The Lady in the Van (Alan Bennett) - This was recently made into a movie (which I've not yet seen), and it was seeing the trailer that made me want to read it. As its name implies, it's the (true) story of the elderly lady who lived in a van that ended up permanently parked in Bennett's driveway. I would class this book as an extended character study - a portrait of her habits, her appearance, her relationship with Bennett, the neighbourhood, and the world. I don't think it really goes much deeper than that, but it's enough to be fascinating. I did really enjoy Bennett's eye for detail, and that he mostly keeps himself and his parallel middle-class life out of it - she is very much the focus of the memoir, and so she should be. In some ways she lived in terrible conditions, but on the other hand she fiercely maintained her independence and her dignity by doing so - I'd class it as melancholy rather than sad. A very short, easy read - more novella than novel.

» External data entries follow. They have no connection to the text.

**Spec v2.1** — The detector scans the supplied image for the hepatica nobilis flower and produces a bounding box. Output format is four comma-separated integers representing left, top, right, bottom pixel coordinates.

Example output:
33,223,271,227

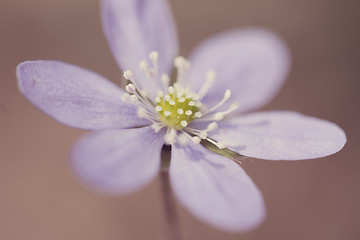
17,0,346,231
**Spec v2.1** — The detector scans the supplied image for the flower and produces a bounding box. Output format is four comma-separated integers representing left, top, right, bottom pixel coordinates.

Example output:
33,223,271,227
17,0,346,232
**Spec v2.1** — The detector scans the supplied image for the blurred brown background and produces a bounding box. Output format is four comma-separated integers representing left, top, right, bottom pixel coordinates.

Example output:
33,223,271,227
0,0,360,240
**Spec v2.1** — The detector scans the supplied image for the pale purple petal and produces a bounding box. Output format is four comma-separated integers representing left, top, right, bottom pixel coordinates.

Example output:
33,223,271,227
170,144,265,232
70,127,164,193
211,111,346,160
185,29,290,112
102,0,178,93
17,61,148,129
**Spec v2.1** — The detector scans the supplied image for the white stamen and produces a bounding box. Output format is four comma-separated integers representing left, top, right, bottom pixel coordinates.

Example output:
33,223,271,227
177,133,189,146
199,131,207,139
151,123,163,133
137,107,147,118
199,70,216,98
164,128,176,144
207,89,231,114
130,95,139,104
180,120,187,127
164,95,171,102
217,142,226,149
223,102,239,115
174,56,190,83
149,51,159,62
157,90,164,97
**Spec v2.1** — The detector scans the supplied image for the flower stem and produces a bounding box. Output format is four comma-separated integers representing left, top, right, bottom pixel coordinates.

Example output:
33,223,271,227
160,168,181,240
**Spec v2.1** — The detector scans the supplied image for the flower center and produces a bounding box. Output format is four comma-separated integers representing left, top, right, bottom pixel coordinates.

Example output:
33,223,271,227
123,52,238,149
155,84,202,130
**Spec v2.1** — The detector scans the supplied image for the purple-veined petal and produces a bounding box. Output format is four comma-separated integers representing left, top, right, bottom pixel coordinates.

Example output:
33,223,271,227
211,111,346,160
170,144,265,232
185,29,290,112
102,0,178,93
70,127,164,193
17,60,148,129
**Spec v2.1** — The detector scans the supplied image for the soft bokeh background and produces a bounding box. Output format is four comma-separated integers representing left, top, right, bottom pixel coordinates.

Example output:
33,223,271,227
0,0,360,240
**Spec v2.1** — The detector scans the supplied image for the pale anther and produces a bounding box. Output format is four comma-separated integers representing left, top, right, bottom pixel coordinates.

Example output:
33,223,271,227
139,61,148,71
137,108,147,118
124,70,134,82
130,95,139,104
180,120,187,127
185,110,192,116
149,51,159,61
164,95,171,102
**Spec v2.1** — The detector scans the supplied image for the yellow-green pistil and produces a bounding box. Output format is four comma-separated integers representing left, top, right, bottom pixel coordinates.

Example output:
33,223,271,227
155,87,202,130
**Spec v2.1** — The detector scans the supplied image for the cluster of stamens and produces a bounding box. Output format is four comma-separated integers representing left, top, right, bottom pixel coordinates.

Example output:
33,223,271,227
123,52,238,149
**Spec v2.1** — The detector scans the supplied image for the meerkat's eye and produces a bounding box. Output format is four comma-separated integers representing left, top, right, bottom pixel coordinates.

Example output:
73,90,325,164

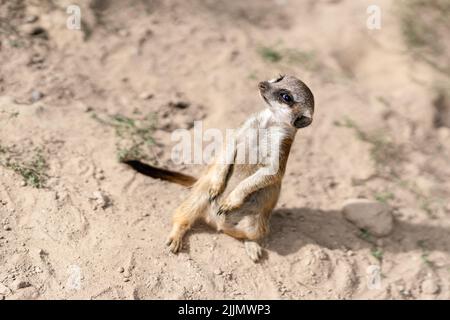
280,92,294,103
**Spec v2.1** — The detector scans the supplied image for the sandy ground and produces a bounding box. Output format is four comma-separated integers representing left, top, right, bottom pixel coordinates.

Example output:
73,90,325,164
0,0,450,299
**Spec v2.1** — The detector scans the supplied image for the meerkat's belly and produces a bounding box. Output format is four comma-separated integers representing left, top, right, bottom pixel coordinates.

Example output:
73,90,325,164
206,166,280,231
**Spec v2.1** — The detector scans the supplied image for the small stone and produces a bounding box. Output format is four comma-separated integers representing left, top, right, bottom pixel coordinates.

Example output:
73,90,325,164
169,101,190,109
25,15,39,23
118,29,130,38
0,283,11,296
13,280,31,290
31,90,44,102
421,279,440,294
342,199,393,237
139,92,153,100
93,191,110,209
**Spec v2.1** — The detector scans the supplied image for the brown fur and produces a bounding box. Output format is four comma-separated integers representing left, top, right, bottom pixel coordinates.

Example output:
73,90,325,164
124,76,314,261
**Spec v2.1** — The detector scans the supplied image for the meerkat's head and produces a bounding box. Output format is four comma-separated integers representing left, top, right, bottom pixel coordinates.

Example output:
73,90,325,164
259,75,314,129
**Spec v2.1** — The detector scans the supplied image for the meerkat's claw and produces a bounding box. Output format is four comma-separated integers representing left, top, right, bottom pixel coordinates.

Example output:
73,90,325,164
245,241,263,262
217,204,232,216
166,238,183,254
208,187,221,203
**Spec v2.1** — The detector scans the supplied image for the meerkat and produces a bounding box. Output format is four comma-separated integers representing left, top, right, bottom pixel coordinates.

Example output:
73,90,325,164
121,75,314,262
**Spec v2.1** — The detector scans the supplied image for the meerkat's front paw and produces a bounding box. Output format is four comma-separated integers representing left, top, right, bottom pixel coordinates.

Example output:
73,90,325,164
245,241,263,262
208,185,222,202
166,236,183,253
217,194,243,216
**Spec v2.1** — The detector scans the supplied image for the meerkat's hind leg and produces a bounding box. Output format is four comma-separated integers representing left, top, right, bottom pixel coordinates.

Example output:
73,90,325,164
166,191,208,253
166,222,190,253
244,240,263,262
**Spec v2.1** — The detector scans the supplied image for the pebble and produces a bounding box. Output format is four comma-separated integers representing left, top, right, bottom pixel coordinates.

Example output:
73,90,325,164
31,90,44,102
13,280,31,290
0,283,11,296
139,92,153,100
342,199,394,237
93,191,109,209
25,15,39,23
421,279,440,294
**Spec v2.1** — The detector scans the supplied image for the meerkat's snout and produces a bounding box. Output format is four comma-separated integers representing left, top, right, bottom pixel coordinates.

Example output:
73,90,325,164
258,75,314,129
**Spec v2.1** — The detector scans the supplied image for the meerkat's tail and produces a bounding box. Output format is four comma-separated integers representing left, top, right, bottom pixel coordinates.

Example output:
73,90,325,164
122,160,197,187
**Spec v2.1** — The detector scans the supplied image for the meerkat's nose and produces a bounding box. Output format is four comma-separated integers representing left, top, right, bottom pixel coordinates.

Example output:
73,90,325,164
258,81,269,91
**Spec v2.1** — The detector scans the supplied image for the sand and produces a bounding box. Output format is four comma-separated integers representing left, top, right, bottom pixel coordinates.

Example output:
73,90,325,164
0,0,450,299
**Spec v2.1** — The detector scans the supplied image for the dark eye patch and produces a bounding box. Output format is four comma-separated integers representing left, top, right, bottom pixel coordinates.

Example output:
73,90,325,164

Sugarbabe (Holly Hill) - an Australian memoir of a woman's time as a "sugarbabe". Having just broken up with a wealthy (married) boyfriend, and needing money to pay her rent and write her book, Hill (not her real name, although it's out there now) advertised online for a sugar daddy arrangement. This book is an account of the replies she got, the people she met, and how well the arrangements did - or didn't - work out. While the book is "fictionalised" - names changed, elements compressed or altered, it's a thoroughly entertaining read anyway. She does sound like tremendous fun to be around, and is very frank about sex and money. (I believe she went onto a career in erotic fiction, and as a connoisseur of porny fanfic, she at least passes muster *g*). I really enjoyed the Sydney setting of this book - I'm so used to reading as an outsider that it's nice to be intimately familiar (haha) with all the places she describes and get that thrill of recognition. Good fun, although something I think very few people would be able to pull off (...and suddenly everything turns into sexual innuendo). An interesting footnote is that this is the book she ended up writing rather than the book she became a sugarbabe to write *g*
The Watchmaker of Filigree Street (Natasha Pulley) - I read this due to a rec from flywoman, and it was absolutely worth it. I don't think my summary could do the book justice, so I'll settle for the official one.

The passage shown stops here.